Our concept of Block Types is to define instances of media type representations that may, over time, have different implementations or even come from third-party systems. We already do this with paragraphs, images, code blocks, and videos. But not all video is the same. A Video block is fundamentally different from a Clip block.
Most digital media platforms implicitly recognize this distinction. YouTube separates long-form videos from Shorts. Instagram has Reels. Twitter once had Vine alongside longer videos. These aren’t just differences in length—they are different media primitives with distinct use cases and user expectations.
For Seed, this distinction likely matters at a systems level as well. Long-form video probably requires a dedicated streaming or hosting solution. It doesn’t make sense for a peer-to-peer network to store or replicate gigabytes of video data across users’ machines.

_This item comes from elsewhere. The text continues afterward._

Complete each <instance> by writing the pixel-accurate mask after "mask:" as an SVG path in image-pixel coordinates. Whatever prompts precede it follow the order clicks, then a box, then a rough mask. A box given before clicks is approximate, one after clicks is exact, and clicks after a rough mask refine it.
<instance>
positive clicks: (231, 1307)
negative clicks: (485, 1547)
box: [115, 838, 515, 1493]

Clips, however, are different. Short, referential video fragments could follow a strategy closer to images within our P2P storage policies: lightweight, addressable, and easy to embed in context.
The UX of clipping a video is also fundamentally different from uploading one long video. Clipping is an act of reference, not publication. It’s something I constantly want to do: isolate a moment, point to it precisely, and weave it into a larger idea.
Conclusion: we should introduce a distinct Block Type for Clip (or Reel / short video), clearly separated from regular Video blocks as a core primitive for reference, thought, and shared understanding.